The average CPA firm services over 800 clients each year. Typically, advisors want to build relationships with a CPA with the hope of being introduced to those clients. But the reality is, most of these relationships produce less than 10 introductions each year (yes, really). Is it worth the time you invest into that relationship for just a handful of introductions each year?
What if you could get more than that? It’s possible. You just have to get a little creative.
Typically, the approach that financial advisors take in their relationships with CPAs is modeled after what worked once upon a time for someone else. Unfortunately, given the growing adversity among both advisors and tax professionals, what worked for someone else, with someone else, sometime long ago, likely will not work for you.
One of the most powerful ways to enhance your relationships with CPAs is to understand the character traits generally seen in those drawn to the accounting field and how they can potentially get in the way of the CPA/Financial Advisor relationship. Let’s explore:
- CPAs are rarely proactive. The “referral” method relies on the CPA to proactively think of their clients in order to recommend the best qualified candidates for a meeting with you, their advisor partner. Most CPAs are conditioned and have decades of experience, working reactively. They are used to being “historians” – recording the previous year’s activity for their clients. They rarely take the opportunity to do future planning, and honestly, most CPAs simply lack the time to do it. The 10 referrals per year we mentioned earlier generally come when a client specifically requests help with financial services. When asked, CPAs will happily make an introduction, but getting the clients to ask may be a challenge. If your partnering strategy relies on the CPA suddenly becoming proactive, it may be doomed from the start.
- Providing referrals is a lot of work. CPAs rarely have enough time to take on additional, non-billable work. Tax pros get paid based on the amount of time allocated to work with a client. Additional time spent developing their business, meeting with you, and contacting their clients about additional services they may need from you, is viewed as non-billable time. Since every minute of the day represents revenue, they may see this time as a loss in profits.
- CPAs are typically not motivated by an offer to split commissions. The ability to remain unbiased and independent is a core value of accountants. CPAs often view referral compensation as potentially compromising to their objectivity. If your current relationship strategy includes motivating your partner with the promise of lucrative bonuses and commissions, you may find your target partner repelled by your proposal.
- CPAs fear losing their “most trusted advisor” Similar to the issue with motivating through commissions, CPAs fear deep down, that if they endorse an advisors recommendations, they will lose their credibility or their trust level will become diminished. Remember, in a traditional referral strategy, you are asking the CPA to do something completely different then they have done before. It is far easier (and safer) to reject something new then to risk negative consequences they fear.
Now you may be asking yourself: With all of these obstacles, how are there any successful CPA/Advisor relationships?
Many of the most successful relationships we’ve noticed come about due to sheer luck, atypical CPA personality types, or deeper personal relationships before beginning a professional relationship.

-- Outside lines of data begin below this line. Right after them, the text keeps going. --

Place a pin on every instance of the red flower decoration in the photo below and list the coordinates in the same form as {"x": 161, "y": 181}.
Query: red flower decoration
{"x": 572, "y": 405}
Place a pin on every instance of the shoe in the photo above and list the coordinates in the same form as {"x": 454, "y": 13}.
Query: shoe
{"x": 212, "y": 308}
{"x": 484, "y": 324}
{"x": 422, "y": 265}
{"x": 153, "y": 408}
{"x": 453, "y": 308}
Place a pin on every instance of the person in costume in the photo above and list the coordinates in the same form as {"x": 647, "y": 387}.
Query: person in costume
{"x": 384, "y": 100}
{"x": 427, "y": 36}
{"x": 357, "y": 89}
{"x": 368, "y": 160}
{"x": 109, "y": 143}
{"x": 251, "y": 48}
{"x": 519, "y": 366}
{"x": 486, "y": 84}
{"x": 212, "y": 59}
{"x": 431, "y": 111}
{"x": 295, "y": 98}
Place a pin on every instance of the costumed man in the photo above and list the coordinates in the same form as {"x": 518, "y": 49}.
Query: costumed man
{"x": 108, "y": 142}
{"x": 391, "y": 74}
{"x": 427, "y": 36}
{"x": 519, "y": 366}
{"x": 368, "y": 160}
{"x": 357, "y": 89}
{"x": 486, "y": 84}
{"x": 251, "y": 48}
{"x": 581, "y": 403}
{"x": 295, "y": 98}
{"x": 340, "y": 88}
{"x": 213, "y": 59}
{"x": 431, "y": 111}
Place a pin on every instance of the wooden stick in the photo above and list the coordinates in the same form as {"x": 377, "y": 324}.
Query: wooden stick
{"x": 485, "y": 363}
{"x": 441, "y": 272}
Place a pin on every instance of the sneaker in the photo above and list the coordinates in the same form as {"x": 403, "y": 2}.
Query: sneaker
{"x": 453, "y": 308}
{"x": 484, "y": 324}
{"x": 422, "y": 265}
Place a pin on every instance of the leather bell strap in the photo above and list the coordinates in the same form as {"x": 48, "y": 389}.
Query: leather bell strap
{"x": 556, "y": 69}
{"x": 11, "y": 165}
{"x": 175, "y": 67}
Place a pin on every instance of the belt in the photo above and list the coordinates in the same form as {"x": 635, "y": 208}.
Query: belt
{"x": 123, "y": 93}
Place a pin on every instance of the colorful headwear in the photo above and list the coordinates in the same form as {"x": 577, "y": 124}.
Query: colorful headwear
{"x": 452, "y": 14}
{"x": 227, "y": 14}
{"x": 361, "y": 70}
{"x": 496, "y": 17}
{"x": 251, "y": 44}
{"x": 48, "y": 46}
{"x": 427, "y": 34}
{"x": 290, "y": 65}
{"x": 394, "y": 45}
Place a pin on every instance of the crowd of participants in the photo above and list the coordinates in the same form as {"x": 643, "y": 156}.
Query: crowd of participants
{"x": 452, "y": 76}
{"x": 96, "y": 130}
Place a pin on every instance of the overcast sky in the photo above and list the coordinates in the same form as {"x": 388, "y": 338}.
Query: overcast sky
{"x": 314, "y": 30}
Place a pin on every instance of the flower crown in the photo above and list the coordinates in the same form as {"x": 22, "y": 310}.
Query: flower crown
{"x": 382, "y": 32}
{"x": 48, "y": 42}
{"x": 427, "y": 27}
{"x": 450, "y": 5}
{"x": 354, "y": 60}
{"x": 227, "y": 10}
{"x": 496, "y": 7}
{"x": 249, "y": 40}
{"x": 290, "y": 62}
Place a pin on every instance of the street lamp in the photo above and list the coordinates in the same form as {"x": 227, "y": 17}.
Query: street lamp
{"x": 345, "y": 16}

If you don’t want to spend decades looking for these unusual circumstances – maybe it’s time to try a different approach. Instead of looking to change the natural tendencies of CPAs, learn to harness the advantages of them.
If your current model requires the CPA to suddenly develop a skill in proactive planning, chances are it isn’t going to work in your favor. Knowing this, you, the advisor, can use your own skills in proactive planning to develop that part of the relationship.
Help your CPA partners to get paid by the client for the extra time you need them to spend in order to create a connection. Most advisors are more skilled in sales than CPAs. Put those skills to work and strengthen your partnership by assisting with that conversation before the time is even spent.
Help your partner see that by bringing in additional specialists to the team, they will be seen as an even more trusted advisor. Communicate to the CPA the benefits and deepening relationships that can grow as a result of adding more specialists to the team. Remind them that not making that referral could actually hurt them in the long run. One person cannot be an expert in all things and by refusing to make that referral, the CPA could be keeping their clients away from the best solutions out there.
Finally, find out what really motivates your CPA partner. Don’t assume he or she is interested in sharing commissions. Building a true connection and active listening skills can help cue you in on ways you can offer support and value to your new partner. This way you can find out what they really want, and put yourself in a position to provide it.